In the past few weeks we had the opportunity to test the Neural Compute Stick by Intel Movidius, a very compact inference device, particularly attracting for inference of DNNs (Deep Neural Network) in the embedded world. The device looks like a USB 3.0 dongle and integrates a Movidius Myriad 2 VPU (Visual Processing Unit) processor. The stick is declared to reach 100 GFLOPs, while maintaining consumption lower than 1W.

At Deep Vision Consulting we often receive requests for compact and efficient solutions that take full advantage of the novelties of deep learning. For this reason we decided to test the Movidius stick in a task of detecting objects on an image, using a YOLOv2 style network.

Our YOLO network was trained with Keras, and our first step was to convert it to Caffe to make it compatible with the stick SDK. Check out our highlight on this task. Second step was to compile the Caffe model for the target device, by using the SDK mvNCCompile. To succeed in this task we had to name layers equal to the top blobs. This is all what it took to run our network on the computing stick with the mvNCProfile tool provided by the SDK, which performs the network inference providing insight on memory transfer and execution times over each layer of the network. The report accurately shows the complexity in terms of GFLOPs and the execution time as imgs/s.
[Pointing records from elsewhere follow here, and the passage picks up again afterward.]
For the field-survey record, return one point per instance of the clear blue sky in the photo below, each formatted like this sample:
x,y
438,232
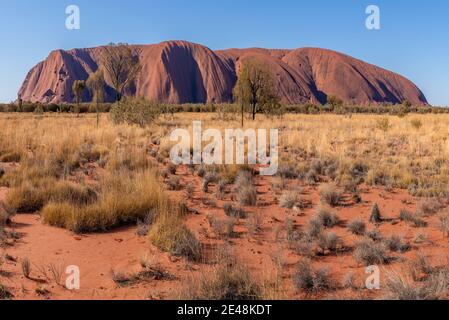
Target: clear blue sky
x,y
413,40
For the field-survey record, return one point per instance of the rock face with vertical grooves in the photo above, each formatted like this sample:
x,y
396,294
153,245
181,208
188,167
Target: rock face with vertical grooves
x,y
183,72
Of course, performance cannot be compared to GPUs of embedded devices such as TK1/TX1/TX2 by Nvidia, but this Myriad 2 and its USB stick version is a different thing, for price, power consumption and form factor. Just consider that you can use the stick on a Raspberry Pi 3, building a complete inference device with approximately 100$. And you can run multiple sticks on a single raspi too. Quite cool is also the AI Core by AAEON, a Myriad 2 extension board for the Intel UP board.

Thumb up. Cannot wait to test the bigger brother, the Myriad X.